The article makes two familiar arguments for the compatibility of science and religion:

1.) Many famous scientists were religious:

Some argue that being religious is incompatible with being a scientist — but do they realise the father of the Big Bang theory was actually a Catholic priest, the pioneer of modern genetics was an Augustinian monk, or the decoder of the human genome converted from atheism to Christianity in his 20s?

Yes, we are talking here about George Lemaitre (a priest), Gregor Mendel (a monk), and Francis Collins, head of the National Institutes of Health.  We can discount much of this argument for scientists who lived before 1900, since before that nearly everyone was religious, or if they didn’t believe they kept mum about it.

And yes, there’s no doubt that some famous scientists, even today, accept superstition. But that’s an argument not for compatibility, but for compartmentalization. If you don’t believe me, take a deep breath and read Collins’s book The Language of God: A Scientist Presents Evidence for Belief.  The “evidence” consists of his wish-thinking, his viewing of three frozen waterfalls, a feeling that came over him at evensong, the solace that some believers got while dying, and (Ceiling Cat help him), a “deep” reading of C. S. Lewis. If you’re going to say that religion and science are compatible because some scientists are religious, then add that religion and arrant immorality are also compatible because many Catholic priests raped children.

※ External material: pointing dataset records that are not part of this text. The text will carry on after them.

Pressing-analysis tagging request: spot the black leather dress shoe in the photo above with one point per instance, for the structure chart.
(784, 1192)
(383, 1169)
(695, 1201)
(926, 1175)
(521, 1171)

2.) Even today, a lot of scientists are religious. 

Scientists these days may be less religious than the average person, but just over half of scientists surveyed in 2009 said they believed in some sort of deity or higher power.

The interesting thing here, which the ABC conspicuously omits, is that scientists are a lot less religious (in both the US and UK) than are non-scientists. Now why would that be? Here is the comparison from the link, a comparison the ABC doesn’t mention:

And here’s the comparison discussed in my book Faith versus Fact:

Finally, if religion and science get along so well, why are so many scientists nonbelievers? The difference in religiosity between the American public and American scientists is profound, persistent, and well documented. Further, the more accomplished the scientist, the greater the likelihood that he or she is a nonbeliever. Surveying American scientists as a whole, Pew Research showed that 33 percent admitted belief in God, while 41 percent were atheists (the rest either didn’t answer, didn’t know, or believed in a “universal spirit or higher power”). In contrast, belief in God among the general public ran at 83 percent and atheism at only 4 percent. In other words, scientists are ten times more likely to be atheists than are other Americans. This disparity has persisted for over eighty years of polling.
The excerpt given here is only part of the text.